Réalisation : Stephan Rick
Interprétation : Charly Hübner, Maxim Mehmet, Petra Schmidt-Schaller.
Reposant avant tout sur l’interprétation de Charly Hübner, ce thriller psychologique qui garde un petit côté film d’école est une jolie réussite du genre.
L’argument : Venu de Berlin, David, journaliste, s’installe dans une petite ville. Le jeune homme se lie d’amitié avec son voisin, le plus costaud Robert, bien que les deux hommes n’aient que leur solitude en commun. Cette bonne entente, faite d’excellents dîners et de parties de pêche à la ligne, est soudain compromise par un accident affreux. Il est causé par David, mais couvert par les mensonges du dévoué Robert auprès de la police. Celui-ci espère, d’abord tacitement, puis de plus en plus ouvertement, que ce pacte va le lier à jamais à son voisin. De son côté, David, qui ne parvient pas à se départir d’un sentiment de culpabilité, commence à fréquenter d’autres personnes à qui il pourrait tout révéler. Blessé et inquiet, Robert devient de plus en plus autoritaire.
Notre avis : Présenté aux Festivals de Shanghai et de Montréal puis à Paris dans le cadre de l’édition 2011 du Festival du cinéma allemand, ce premier long-métrage d’un cinéaste né en 1974 et auteur de plusieurs courts remarqués joue la carte du thriller psychologique en décrivant une relation de voisinage qui se transforme en engrenage fatal.

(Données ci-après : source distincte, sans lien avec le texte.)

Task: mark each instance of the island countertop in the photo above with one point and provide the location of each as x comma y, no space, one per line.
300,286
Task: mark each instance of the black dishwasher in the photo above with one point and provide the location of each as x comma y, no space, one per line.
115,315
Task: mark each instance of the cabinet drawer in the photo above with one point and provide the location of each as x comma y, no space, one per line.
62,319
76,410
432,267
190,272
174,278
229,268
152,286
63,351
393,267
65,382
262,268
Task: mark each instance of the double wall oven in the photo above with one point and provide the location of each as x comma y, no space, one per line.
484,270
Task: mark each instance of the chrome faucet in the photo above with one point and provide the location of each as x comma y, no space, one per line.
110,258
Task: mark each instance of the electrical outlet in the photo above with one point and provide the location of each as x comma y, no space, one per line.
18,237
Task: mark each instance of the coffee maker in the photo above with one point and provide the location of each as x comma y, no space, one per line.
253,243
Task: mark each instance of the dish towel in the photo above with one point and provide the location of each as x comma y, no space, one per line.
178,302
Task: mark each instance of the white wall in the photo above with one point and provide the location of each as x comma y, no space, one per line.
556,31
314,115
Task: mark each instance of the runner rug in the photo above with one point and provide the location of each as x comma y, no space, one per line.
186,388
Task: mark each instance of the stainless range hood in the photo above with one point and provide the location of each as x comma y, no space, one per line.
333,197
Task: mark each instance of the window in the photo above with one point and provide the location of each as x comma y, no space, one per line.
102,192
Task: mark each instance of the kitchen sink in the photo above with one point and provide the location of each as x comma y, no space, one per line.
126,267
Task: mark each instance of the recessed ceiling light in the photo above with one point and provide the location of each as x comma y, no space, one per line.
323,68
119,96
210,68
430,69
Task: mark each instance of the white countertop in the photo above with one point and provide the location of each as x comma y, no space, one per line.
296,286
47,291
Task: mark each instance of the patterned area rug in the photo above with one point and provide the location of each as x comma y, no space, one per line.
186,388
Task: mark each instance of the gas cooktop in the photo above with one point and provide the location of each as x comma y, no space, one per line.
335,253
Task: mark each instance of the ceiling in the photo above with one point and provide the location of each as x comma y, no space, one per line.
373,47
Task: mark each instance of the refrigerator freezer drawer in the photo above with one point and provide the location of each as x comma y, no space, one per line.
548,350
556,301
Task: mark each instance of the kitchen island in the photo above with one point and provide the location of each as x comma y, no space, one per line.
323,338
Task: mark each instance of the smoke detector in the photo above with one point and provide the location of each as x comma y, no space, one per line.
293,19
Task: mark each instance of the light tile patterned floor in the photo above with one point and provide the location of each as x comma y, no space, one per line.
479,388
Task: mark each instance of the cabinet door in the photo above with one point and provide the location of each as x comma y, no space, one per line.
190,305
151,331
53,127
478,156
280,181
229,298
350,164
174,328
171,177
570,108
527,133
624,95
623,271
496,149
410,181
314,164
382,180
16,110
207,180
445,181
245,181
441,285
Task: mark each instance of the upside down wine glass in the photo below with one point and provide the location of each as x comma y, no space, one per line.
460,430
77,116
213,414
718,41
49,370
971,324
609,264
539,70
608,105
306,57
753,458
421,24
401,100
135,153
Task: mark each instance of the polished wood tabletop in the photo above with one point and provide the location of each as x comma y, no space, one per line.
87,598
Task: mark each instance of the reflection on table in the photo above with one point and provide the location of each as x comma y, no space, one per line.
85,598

Le sujet a certes un petit air de déjà vu mais il offre matière à d’innombrables variations et son potentiel dramatique est sans doute inépuisable. Le film de Stephan Rick se présente clairement comme un exercice de style et ne prétends pas dérouter le spectateur, lui ménageant simplement le lot de surprises et de montées d’adrénaline qu’il attend.
Secondé par des techniciens au savoir faire incontestable mais un peu trop ostentatoire (en particulier le travail sur le son exagérément surligné) le cinéaste fait montre d’une attention maniaque et tout à fait réjouissante au moindre détail et sait installer une atmosphère parfaitement anxiogène. On notera en particulier une remarquable utilisation des décors : la villa de style années 70 avec ses inévitables baies vitrées, l’entrepôt transformé en bar branché, le petit lac perdu dans la montagne.

On pourra certes pinailler sur l’aspect quelque peu m’as-tu vu ? de l’ensemble et sur certaines maladresses ou invraisemblances mais on peut considérer que cela fait partie des règles du jeu.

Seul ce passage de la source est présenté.